Sigmund Freud'un okulundan önce Wilhelm Wundt Okulu, halk bilimi ürünlerini toplumsal ve sosyal psikolojiye atıfta bulunarak incelemeye başlamıştı. Wundt "Milletlerin Psikolojisi (1912) adlı eserinde değişik toplumların mit ve masallarını tahlil ederek pek çok dini ve edebi olguların insan zihninin spesifik psikolojik şartlarında ve adeta dünyanın yaratılışına benzer bir şekilde yaratıldığı sonucuna vardı. Wundt'un takipçisi Von der Leyen bu fikri bilinçaltı ve yarı bilinçaltı terimlerini de kullanarak neredeyse bütün halkbilimi unsurlarının yegâne yaratılış nedeni olarak genelledi. Doğal olarak, böylesine ucu açık ve içe dönük bir genellemenin yaygın olarak (Sokolov 1966: 95) halkbilimi çalışmalarında kabul edilmesi mümkün olmadı (Çobanoğlu, 2008: 153).

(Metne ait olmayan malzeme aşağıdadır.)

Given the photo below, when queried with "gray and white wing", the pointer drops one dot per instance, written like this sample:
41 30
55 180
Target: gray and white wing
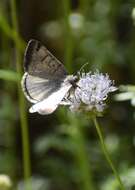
44 74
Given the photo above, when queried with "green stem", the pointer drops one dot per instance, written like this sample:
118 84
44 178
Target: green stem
81 156
23 116
69 41
105 151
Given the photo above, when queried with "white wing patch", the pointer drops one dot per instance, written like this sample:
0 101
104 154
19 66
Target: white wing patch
49 105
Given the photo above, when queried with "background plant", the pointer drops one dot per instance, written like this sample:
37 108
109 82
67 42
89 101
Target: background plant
99 32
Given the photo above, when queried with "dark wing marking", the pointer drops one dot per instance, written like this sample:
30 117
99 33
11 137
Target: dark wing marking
44 73
38 61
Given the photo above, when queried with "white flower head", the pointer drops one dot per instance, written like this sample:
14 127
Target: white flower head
91 92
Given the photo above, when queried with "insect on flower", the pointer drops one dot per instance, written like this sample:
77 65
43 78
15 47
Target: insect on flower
45 81
47 85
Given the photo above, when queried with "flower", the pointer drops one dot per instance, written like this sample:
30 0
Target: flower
91 92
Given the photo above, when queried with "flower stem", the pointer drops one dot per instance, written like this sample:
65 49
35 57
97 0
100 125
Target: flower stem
105 151
23 117
81 156
69 40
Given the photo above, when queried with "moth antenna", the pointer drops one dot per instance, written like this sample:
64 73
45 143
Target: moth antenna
82 69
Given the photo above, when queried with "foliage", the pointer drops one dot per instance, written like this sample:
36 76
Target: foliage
64 148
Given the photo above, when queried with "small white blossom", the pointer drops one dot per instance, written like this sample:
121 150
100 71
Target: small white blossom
91 92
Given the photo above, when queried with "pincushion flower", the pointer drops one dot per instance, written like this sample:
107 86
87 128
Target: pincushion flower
91 92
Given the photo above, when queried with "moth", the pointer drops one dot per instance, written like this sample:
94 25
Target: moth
45 82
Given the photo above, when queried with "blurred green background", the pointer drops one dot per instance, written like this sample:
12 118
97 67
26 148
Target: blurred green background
64 147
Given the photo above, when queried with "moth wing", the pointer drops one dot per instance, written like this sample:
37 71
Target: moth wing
49 105
38 61
44 74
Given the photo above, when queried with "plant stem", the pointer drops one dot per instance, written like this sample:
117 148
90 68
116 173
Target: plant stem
23 116
69 41
105 151
81 156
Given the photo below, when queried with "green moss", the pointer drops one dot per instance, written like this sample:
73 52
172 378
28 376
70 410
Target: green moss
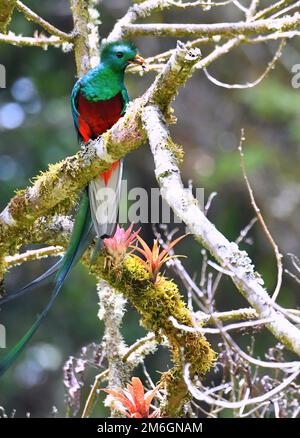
156 303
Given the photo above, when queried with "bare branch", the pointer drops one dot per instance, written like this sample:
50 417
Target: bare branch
277 253
269 67
32 16
248 282
210 30
6 10
37 41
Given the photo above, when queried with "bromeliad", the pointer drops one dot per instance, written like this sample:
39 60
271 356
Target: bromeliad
98 100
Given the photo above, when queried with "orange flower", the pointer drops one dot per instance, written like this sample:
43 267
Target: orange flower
154 258
134 400
117 245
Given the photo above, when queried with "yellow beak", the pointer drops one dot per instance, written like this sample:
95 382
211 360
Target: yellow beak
138 59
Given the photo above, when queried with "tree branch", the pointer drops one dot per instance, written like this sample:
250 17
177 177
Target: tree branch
6 10
86 36
184 205
32 16
210 30
37 41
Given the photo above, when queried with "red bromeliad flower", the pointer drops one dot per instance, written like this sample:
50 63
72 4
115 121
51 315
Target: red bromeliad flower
136 403
154 258
117 245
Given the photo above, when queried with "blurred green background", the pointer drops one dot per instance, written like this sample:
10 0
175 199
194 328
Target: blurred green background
36 129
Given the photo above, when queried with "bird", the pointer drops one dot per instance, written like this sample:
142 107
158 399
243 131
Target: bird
98 100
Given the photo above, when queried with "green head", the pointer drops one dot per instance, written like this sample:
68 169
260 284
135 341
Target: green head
118 55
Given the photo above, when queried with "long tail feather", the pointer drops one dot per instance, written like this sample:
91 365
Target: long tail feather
82 235
42 279
104 195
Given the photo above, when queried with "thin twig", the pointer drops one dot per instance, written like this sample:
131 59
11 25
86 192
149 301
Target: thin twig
278 255
52 30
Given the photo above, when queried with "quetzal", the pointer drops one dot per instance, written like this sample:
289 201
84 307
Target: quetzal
98 100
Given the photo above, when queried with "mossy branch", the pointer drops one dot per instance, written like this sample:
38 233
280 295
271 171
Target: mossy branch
210 30
156 303
6 10
230 257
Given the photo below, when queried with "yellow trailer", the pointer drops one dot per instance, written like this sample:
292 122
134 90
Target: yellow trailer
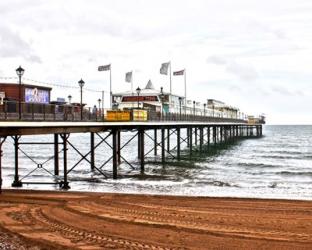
139 115
118 116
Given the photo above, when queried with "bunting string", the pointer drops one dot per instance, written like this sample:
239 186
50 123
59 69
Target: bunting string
58 85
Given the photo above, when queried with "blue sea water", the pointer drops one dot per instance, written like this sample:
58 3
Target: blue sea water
278 165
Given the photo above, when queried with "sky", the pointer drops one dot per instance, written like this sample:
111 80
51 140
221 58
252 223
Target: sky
251 54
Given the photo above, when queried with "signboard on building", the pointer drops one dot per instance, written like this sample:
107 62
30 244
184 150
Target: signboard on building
140 99
36 95
2 96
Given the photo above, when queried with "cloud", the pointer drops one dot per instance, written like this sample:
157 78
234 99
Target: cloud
12 45
244 72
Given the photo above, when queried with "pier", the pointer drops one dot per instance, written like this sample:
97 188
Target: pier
199 136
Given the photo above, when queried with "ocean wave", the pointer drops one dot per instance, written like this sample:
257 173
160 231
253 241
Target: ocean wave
256 165
290 173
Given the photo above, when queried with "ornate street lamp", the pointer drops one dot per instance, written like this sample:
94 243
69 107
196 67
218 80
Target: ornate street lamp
162 97
138 90
20 71
99 101
180 104
81 84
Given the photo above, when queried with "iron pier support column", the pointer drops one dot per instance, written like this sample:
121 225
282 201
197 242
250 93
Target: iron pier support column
188 136
191 140
139 145
162 145
231 135
114 138
237 134
208 137
2 140
118 147
178 144
155 141
92 150
201 139
168 139
56 155
16 182
221 134
65 185
214 135
141 134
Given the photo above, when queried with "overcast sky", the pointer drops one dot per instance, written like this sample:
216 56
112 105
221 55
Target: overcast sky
256 55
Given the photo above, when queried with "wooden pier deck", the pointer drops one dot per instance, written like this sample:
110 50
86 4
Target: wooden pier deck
200 136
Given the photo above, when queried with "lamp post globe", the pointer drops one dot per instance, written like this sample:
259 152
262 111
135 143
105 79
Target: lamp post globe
20 72
162 97
81 84
138 90
180 104
99 101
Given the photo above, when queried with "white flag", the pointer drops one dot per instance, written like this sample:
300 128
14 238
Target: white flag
164 68
104 67
129 76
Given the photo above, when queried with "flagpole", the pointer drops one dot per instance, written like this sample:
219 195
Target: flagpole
185 89
103 100
132 82
170 79
110 86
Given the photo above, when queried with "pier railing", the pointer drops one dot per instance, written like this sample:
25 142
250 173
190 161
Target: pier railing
9 111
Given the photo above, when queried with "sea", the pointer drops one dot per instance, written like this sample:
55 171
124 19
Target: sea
277 165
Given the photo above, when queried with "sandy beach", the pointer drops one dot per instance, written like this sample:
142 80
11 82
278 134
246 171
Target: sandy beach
77 220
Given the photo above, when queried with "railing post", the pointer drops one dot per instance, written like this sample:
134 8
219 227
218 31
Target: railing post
56 155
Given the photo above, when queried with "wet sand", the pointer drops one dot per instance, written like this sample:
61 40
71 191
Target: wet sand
78 220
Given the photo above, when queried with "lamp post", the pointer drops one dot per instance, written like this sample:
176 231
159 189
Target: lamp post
81 84
162 97
99 101
138 90
180 103
20 71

"S. Freud ismiyle ilişkilendirilen psikolojik kuramlar, insanın ruhsal yaşamının dışarıdan bakıldığında birbiriyle alakalı olmayan yönlerine kadar uzanır. (...) Psikanalitik

(3)

59 yöntemin aşamalı olarak detaylandırılması rüyalarla ilgili bir araştırma yapılmasını gerekli kılmıştı. (...) Freud, insan ruhunun geçmişte heterojen olan bu ürünlerini ortak bir bakış açısından ele almıştır. Hepsinin ortak yönü bilinç dışı, çocukluktaki ruhsal yaşam ve cinsellikle ilgili olmasıdır. Hepsi bireyin bir arzusunu gerçekleştirilmiş olarak temsil etme eğilimine sahiptir ve bu amaca hizmet eden temsilin araçlarıdır" (Abraham, 2017: 7-8).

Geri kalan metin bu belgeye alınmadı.